We use the official cloud.google.com/go/bigquery package for database connection.

Types

BigQuery Types

The BigQuery destination (v3.0.0 and later) supports most Apache Arrow types. The following table shows the supported types and how they are mapped to BigQuery data types.
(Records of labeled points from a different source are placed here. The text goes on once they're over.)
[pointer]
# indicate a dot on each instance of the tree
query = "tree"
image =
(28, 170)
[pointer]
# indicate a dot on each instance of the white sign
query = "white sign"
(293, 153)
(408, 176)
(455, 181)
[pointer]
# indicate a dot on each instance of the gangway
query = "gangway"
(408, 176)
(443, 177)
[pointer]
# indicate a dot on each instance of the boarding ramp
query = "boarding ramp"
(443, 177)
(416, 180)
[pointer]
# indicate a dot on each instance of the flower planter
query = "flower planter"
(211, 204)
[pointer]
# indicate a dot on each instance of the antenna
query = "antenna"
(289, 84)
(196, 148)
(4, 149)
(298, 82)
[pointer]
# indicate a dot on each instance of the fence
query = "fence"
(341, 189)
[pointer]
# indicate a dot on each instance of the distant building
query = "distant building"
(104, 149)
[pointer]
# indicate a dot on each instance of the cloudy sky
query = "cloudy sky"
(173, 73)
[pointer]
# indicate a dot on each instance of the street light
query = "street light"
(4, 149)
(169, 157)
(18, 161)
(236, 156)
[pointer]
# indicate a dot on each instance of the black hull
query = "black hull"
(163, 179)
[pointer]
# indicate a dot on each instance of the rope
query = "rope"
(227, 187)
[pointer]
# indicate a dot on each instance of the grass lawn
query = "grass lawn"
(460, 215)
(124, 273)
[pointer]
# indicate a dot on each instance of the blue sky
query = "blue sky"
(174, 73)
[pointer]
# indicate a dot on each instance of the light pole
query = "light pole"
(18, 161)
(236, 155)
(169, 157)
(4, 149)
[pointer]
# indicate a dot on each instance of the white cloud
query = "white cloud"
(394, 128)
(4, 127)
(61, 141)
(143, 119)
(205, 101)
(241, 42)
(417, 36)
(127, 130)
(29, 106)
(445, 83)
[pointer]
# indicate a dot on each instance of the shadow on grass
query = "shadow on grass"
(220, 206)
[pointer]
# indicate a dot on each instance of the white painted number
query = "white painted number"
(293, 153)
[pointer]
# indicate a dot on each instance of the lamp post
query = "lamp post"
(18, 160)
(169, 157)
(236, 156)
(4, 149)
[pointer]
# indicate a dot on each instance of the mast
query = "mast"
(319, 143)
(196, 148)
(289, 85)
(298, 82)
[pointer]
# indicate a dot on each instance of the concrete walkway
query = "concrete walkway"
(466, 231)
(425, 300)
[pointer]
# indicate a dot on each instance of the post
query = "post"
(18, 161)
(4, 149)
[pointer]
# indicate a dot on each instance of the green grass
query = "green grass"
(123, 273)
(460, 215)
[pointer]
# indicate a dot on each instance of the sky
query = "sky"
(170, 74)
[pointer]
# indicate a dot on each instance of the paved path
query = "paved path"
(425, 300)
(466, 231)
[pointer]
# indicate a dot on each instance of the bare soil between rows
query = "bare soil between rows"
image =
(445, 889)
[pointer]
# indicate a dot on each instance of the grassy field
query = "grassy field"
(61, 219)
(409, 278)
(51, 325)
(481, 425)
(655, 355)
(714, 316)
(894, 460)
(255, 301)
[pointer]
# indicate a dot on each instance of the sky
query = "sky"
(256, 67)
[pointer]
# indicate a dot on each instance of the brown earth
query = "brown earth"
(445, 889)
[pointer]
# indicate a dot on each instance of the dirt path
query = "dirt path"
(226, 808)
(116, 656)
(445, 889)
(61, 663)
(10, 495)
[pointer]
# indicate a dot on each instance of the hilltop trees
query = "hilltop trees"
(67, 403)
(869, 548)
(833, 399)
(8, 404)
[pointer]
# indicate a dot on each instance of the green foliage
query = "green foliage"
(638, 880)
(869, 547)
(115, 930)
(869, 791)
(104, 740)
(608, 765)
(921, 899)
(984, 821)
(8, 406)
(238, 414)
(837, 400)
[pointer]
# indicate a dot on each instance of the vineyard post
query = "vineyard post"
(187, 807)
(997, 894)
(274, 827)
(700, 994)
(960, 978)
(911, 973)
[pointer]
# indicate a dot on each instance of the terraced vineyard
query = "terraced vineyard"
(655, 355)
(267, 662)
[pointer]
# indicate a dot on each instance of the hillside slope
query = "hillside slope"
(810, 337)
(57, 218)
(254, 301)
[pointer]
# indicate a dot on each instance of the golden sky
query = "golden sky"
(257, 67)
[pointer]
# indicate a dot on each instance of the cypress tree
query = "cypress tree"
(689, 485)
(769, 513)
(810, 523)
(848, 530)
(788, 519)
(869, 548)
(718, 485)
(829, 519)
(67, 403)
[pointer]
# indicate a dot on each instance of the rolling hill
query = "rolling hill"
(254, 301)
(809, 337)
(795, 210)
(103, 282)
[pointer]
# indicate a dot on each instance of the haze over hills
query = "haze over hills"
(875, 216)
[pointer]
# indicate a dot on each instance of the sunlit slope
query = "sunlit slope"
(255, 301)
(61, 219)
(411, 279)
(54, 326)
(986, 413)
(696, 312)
Arrow Column Type	Supported?	BigQuery Type
Binary	✅ Yes	`BYTES`
Boolean	✅ Yes	`BOOL`
Date32	✅ Yes	`DATE`
Date64	✅ Yes	`DATE`
Decimal	✅ Yes	`BIGNUMERIC`
Dense Union	❌ No
Dictionary	❌ No
Duration[ms]	✅ Yes	`INT64`
Duration[ns]	✅ Yes	`INT64`
Duration[s]	✅ Yes	`INT64`
Duration[us]	✅ Yes	`INT64`
Fixed Size List	❌ No
Float16	❌ No
Float32	✅ Yes	`FLOAT64`
Float64	✅ Yes	`FLOAT64`
Inet	✅ Yes	`STRING`
Int8	✅ Yes	`INT64`
Int16	✅ Yes	`INT64`
Int32	✅ Yes	`INT64`
Int64	✅ Yes	`INT64`
Interval[DayTime]	✅ Yes	`RECORD<days: INT64, milliseconds: INT64>`
Interval[MonthDayNano]	✅ Yes	`RECORD<months: INT64, days: int64, nanoseconds: int64>`
Interval[Month]	✅ Yes	`RECORD<months: INT64>`
JSON	✅ Yes	`JSON`
Large Binary	✅ Yes	`BYTES`
Large List	❌ No
Large String	✅ Yes	`STRING`
List	✅ Yes	(Repeated column) †
MAC	✅ Yes	`STRING`
Map	❌ No
String	✅ Yes	`STRING`
Struct	✅ Yes	`RECORD`
Timestamp[ms]	✅ Yes	`TIMESTAMP`
Timestamp[ns]	✅ Yes	`RECORD<timestamp: TIMESTAMP, nanoseconds: INT64>`
Timestamp[s]	✅ Yes	`TIMESTAMP`
Timestamp[us]	✅ Yes	`TIMESTAMP`
UUID	✅ Yes	`STRING`
Uint8	✅ Yes	`INT64`
Uint16	✅ Yes	`INT64`
Uint32	✅ Yes	`INT64`
Uint64	✅ Yes	`NUMERIC`
Union	❌ No

Notes

† Repeated columns in BigQuery do not support null values. Right now, if an array contains null values, these null values will be dropped when writing to BigQuery. Also, because we use REPEATED columns to represent lists, lists of lists are not supported right now.